First, you'll make the cake batter. Remember to gather all your ingredients and pre-measure them out. It makes the recipe move along more smoothly! Also, you'll want to use the very best chocolate/cocoa you can find. Don't skimp on this because you'll definitely notice the difference. Go for Valrhona or Ghirardelli, which can be found in most supermarkets and gourmet food shops. Even Meijer now offers a really good dutch-processed baking cocoa, called Rodelle Baking Cocoa.

The cake recipe is quite simple and unique to most cake recipes as it doesn't include milk or buttermilk, like most cake recipes call for. Instead it uses sour cream. Start out by whisking together the cocoa with hot water until it's smooth, then whisk in the sour cream, and let cool. In a separate medium bowl, sift together flour, baking soda, and salt; set aside.

In the bowl of an electric mixer fitted with the paddle attachment, cream the butter and sugar on medium speed until light a fluffy. Add eggs, one at a time, scraping down the bowl as needed. Beat in vanilla.

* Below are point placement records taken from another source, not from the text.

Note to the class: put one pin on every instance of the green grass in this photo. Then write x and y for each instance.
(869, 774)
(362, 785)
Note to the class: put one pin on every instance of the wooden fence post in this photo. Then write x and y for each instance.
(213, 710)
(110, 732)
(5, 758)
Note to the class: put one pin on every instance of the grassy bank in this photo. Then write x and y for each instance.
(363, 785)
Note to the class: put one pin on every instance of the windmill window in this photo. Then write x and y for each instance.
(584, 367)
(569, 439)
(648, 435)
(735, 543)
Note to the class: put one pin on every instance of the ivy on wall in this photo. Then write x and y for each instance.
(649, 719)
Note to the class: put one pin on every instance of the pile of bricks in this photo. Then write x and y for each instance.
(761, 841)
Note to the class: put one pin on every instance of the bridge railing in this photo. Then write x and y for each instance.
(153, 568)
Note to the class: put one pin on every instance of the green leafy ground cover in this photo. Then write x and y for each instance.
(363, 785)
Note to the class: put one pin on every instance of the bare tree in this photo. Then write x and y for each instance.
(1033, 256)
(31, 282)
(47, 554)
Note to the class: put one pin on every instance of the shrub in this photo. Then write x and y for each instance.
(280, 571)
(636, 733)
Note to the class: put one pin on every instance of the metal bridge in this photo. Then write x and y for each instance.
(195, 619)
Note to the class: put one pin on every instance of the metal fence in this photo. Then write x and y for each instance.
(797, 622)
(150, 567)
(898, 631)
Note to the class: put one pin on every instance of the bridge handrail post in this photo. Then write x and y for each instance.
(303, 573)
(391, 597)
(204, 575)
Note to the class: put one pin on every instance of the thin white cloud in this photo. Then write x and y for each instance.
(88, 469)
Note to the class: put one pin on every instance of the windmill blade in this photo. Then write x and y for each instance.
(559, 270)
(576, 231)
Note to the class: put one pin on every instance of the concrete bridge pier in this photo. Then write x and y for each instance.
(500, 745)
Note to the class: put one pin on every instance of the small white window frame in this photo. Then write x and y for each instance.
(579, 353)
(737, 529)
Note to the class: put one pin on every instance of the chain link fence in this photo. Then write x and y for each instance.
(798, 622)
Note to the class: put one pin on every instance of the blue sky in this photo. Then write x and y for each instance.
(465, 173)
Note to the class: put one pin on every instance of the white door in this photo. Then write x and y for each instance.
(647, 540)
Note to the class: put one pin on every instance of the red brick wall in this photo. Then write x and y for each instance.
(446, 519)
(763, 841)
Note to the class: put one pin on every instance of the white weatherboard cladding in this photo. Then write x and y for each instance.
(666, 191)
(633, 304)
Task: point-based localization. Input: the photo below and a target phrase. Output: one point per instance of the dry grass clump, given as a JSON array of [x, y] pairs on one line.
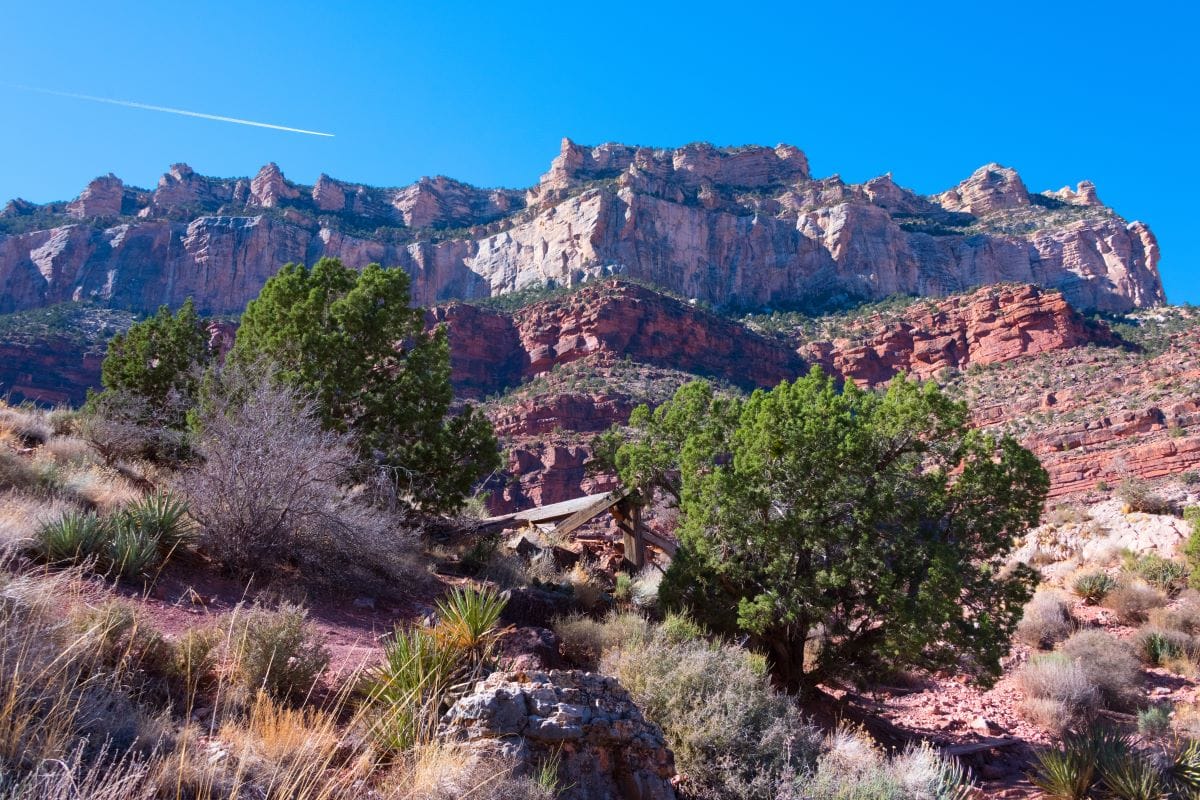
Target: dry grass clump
[[1047, 620], [277, 653], [852, 765], [1110, 666], [1063, 690], [585, 639], [1057, 691], [1133, 601], [732, 734]]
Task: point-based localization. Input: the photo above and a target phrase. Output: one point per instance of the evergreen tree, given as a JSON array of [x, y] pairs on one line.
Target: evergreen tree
[[157, 365], [352, 342]]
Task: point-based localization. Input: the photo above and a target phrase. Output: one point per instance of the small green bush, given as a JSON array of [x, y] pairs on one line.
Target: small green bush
[[279, 651], [1155, 721], [1093, 587], [1157, 647], [1045, 621], [1163, 573], [1134, 601], [73, 537]]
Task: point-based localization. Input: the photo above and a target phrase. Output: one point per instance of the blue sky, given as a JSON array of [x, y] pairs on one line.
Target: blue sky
[[1061, 91]]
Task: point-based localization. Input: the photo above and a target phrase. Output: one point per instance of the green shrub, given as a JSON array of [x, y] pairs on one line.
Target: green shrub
[[1109, 665], [1093, 587], [732, 734], [279, 653], [1134, 601], [1163, 573], [1045, 621], [1155, 721], [72, 537], [1157, 647]]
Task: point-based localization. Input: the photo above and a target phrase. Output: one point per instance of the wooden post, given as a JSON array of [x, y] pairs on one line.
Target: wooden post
[[635, 547]]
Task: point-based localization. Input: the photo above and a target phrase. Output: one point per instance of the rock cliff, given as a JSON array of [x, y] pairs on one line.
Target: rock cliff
[[738, 227]]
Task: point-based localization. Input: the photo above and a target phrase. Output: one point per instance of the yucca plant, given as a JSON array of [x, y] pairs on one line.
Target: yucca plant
[[468, 620], [1065, 775], [409, 687], [131, 553], [72, 537], [163, 516], [1133, 776], [1093, 587]]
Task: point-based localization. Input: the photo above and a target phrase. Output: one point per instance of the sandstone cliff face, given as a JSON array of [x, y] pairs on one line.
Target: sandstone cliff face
[[989, 326], [744, 227]]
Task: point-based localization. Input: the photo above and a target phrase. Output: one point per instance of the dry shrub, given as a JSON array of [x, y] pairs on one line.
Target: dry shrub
[[444, 771], [276, 651], [732, 734], [1047, 620], [585, 639], [852, 765], [28, 426], [1109, 665], [1134, 601], [270, 493], [1059, 693], [1182, 615]]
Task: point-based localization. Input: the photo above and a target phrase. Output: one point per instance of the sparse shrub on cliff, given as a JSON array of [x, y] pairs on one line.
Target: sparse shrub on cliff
[[732, 734], [159, 362], [783, 499], [1045, 621], [1092, 587], [1133, 601], [1138, 495], [1109, 665], [331, 332], [1192, 547], [269, 493], [277, 651]]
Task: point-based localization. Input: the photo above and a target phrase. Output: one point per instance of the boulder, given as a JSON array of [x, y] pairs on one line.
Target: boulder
[[605, 747]]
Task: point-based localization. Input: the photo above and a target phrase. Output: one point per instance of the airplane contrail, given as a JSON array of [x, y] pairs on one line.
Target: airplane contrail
[[130, 103]]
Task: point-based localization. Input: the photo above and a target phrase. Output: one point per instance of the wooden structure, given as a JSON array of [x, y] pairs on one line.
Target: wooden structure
[[563, 518]]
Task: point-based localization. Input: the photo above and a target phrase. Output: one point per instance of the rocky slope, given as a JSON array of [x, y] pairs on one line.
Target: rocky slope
[[1095, 407], [738, 227]]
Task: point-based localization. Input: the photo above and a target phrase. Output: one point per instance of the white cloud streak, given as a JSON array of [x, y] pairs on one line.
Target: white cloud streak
[[147, 107]]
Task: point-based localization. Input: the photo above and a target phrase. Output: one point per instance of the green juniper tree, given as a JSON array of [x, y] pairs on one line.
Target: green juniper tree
[[352, 342], [845, 531], [157, 365]]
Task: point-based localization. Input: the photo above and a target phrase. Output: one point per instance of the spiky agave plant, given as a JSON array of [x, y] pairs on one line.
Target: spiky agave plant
[[408, 690], [163, 516], [468, 621]]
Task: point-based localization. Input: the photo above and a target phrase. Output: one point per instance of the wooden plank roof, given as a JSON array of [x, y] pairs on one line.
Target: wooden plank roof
[[586, 507]]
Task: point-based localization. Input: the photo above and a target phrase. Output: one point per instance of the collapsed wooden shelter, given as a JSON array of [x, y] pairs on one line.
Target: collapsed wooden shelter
[[559, 519]]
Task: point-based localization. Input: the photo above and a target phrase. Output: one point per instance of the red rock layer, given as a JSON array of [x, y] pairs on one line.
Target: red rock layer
[[989, 326]]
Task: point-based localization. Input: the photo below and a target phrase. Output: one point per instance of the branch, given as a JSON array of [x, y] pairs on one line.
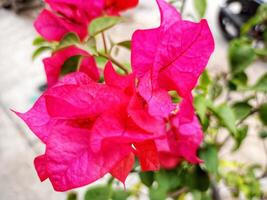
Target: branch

With the mixer on low speed, add flour mixture, alternating with the cocoa mixture. Beat until combined.

Fill lined cupcake pans, about half full and bake until a tester comes out clean. Let cool completely. Now the key here is to have the cupcakes bake to just come up to the top of the cupcake liner, not bake over. Of course, as usual, I was a tad bit generous with the batter, but that's ok!

Now on to making that creamy frosting! This is very simple and you only need a few ingredients, egg whites (at room temperature), sugar, water, cream of tartar and vanilla.

In the bowl of your electric mixer, whisk together sugar, egg whites, water, and cream of tartar until foamy.

Set the bowl on top of a pan of barely simmering water and whisk until the sugar is dissolved and the mixture is warm to the touch.

Move the bowl to your mixer fitted with the whisk attachment, and beat on high speed until frosting forms stiff peaks. Add vanilla and beat until combined.

Transfer the frosting to two large pastry bags fitted with either a large (1/2-inch) plain or open star tip. Leaving a 1/8-inch border on each cupcake, pipe a spiral of frosting into a 2-inch-high cone shape. You want to work fast on this part because if it is warm in the kitchen, the frosting will soften quickly and start to "fall" as you can see on a couple of the cupcakes in the bottom left of the photo. Transfer the cupcakes to a baking sheet, and refrigerate while preparing the chocolate coating.

To make the chocolate coating, simple take 24 ounces of chopped semi-sweet chocolate (again, the very best you can get), and 6 tablespoons of safflower oil, placed in a medium sized heat-proof bowl. This chocolate coating is also excellent for dipping strawberries, pretzels, ice cream cones, or anything else you feel like coating in chocolate!!

Set the bowl over a pan of barely simmering water, and stir until melted and smooth.

Transfer the melted chocolate to a small, deep, bowl or container. Let cool for about 15 minutes. Now, again, working quickly, hold each cupcake by its bottom, dip in the chocolate to coat all of the white frosting, allowing excess to drip off. Transfer to a baking sheet. Now the actual recipe states to let the cupcakes stand at room temperature for 15 minutes before refrigerating them, but because of the white frosting softening rather quickly, I skipped this step.

Place the cupcakes on a serving platter, and refrigerate for 30 minutes to let the coating set. Cover and refrigerate for 2 hours more and serve cold! Cupcakes can be refrigerated up to 3 days, but I doubt they'll last that long!!